Hardly anyone I have ever met, combat veteran or REMF, in all the years since ’70 ever understood what a MAT was or what an “advisor” did. All but two of the books and all of the movies have ignored us. Now, at least, we finally have a Web site.

Leaving on a jet plane

Takeoff is at roughly 6:30 this morning for the first (three-hour) leg of my thirteen-hour flight to Israel. I’m looking forward to the visit, despite the ongoing onslaught of rockets, mortars and deadly bus bombs from Israel’s alleged “peace partners” of the pathetic “peace process.”

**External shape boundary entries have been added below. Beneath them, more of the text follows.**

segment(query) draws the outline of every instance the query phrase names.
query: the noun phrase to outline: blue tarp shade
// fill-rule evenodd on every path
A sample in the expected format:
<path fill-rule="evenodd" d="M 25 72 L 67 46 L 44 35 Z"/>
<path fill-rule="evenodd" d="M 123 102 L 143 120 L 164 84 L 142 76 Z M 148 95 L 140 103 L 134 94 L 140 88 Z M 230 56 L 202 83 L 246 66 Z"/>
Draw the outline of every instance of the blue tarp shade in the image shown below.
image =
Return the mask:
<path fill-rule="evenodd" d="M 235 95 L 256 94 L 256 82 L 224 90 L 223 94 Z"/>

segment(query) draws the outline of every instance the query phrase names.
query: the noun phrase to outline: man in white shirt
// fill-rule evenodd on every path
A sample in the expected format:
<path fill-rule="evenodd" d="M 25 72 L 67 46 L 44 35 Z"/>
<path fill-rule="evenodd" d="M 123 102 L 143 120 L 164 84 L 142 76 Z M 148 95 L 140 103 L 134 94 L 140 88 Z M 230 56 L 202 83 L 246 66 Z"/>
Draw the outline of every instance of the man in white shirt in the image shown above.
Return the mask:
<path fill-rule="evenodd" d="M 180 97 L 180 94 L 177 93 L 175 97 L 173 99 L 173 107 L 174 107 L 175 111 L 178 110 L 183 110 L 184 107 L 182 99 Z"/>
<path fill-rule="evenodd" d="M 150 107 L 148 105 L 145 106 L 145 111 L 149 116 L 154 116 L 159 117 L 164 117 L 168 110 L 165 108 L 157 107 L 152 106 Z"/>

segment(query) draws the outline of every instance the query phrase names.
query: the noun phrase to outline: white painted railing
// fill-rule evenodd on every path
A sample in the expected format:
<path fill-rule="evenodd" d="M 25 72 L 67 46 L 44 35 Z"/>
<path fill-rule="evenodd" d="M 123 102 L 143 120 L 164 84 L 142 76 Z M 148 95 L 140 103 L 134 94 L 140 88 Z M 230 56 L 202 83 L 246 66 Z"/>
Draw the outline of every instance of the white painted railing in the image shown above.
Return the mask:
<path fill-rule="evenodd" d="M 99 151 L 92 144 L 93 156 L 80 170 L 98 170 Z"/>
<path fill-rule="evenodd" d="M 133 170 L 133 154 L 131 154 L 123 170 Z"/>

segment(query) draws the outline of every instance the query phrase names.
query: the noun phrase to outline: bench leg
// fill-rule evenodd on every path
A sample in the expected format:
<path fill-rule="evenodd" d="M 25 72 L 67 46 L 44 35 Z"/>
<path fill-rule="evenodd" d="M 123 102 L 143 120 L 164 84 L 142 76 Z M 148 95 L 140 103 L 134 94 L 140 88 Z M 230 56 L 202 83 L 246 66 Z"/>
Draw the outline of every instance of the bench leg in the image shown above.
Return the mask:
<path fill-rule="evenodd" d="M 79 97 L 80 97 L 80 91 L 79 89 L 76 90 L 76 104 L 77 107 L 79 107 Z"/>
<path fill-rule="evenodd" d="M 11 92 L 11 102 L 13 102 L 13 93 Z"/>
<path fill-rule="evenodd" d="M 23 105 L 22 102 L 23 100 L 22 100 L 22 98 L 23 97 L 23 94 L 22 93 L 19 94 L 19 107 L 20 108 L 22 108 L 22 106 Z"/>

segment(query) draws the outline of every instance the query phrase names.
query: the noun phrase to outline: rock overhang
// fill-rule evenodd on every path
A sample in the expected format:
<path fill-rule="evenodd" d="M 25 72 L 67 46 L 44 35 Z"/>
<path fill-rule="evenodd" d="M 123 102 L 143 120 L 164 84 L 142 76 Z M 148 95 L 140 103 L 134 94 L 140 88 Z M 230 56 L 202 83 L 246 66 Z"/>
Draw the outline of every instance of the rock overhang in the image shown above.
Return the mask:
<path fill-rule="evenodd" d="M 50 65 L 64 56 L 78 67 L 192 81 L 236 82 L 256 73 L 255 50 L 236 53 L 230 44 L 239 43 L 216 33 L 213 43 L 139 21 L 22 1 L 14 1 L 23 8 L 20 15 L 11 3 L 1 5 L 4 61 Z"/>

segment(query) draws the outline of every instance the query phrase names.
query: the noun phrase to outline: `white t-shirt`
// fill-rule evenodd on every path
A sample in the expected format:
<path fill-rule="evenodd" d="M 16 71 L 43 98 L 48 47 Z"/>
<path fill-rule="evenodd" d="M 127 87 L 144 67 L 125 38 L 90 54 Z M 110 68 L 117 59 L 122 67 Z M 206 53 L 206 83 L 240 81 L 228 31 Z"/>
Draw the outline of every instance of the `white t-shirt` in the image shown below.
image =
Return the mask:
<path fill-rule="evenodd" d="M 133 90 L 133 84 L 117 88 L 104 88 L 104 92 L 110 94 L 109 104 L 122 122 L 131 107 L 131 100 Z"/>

But I’m not a good air traveler. I plan to sleep most of the way or keep my nose in the Kindle until the battery gives out. Then, if the electric plug at the seat doesn’t work for a recharge, I’ll switch to a paperback.

For once I may take interior photos of the aircraft, assuming that’s allowed anymore. I’ll find out. Fortunately, it will not be the usual cattle car, or aluminum cigar, I’m used to, but a wide-body Boeing 777-200. It seats nine abreast in economy with two aisles.

Still a two-holer, however, which seems awfully bold for such a long flight over an ocean. The first time I flew east over the Atlantic (or any ocean for that matter) was in 1950 when I was six years old. The aircraft was a four-engine Air Force C-54 Skymaster, with my pilot father on the flight deck. The second time was in 1961 aboard a Boeing 707 commercial jet, but it also had four engines.

So I’ll try to keep my mind on other things beside those two big kerosene burners out there, only one on each of the 777’s slender wings. Until I get to Tel Aviv and meet my good pen friend Snoopy-the-Goon in the arrivals hall.

I’ll do customs in English, so there’s no slipups. Then I ‘ll try out my new Hebrew language pronunciation on Snoopy and live with his groans and make the necessary corrections. I’ll email Mr. B. and Mrs. C. so they know all is okay. Who knows? I may even post a few things here at the Scribbler from Yerushalayim, Masada, or the Golan, when I have a minute. Certrainly will as the week goes on.

Otherwise, I’ll be taking a break here (except for reprising some oldies but goodies) until early April when I return to what Gen. Robert E. Lee once called the Paradise of the Texans. Have a nice spring. Hope the wildflowers are abundant where you are. Shalom and adios.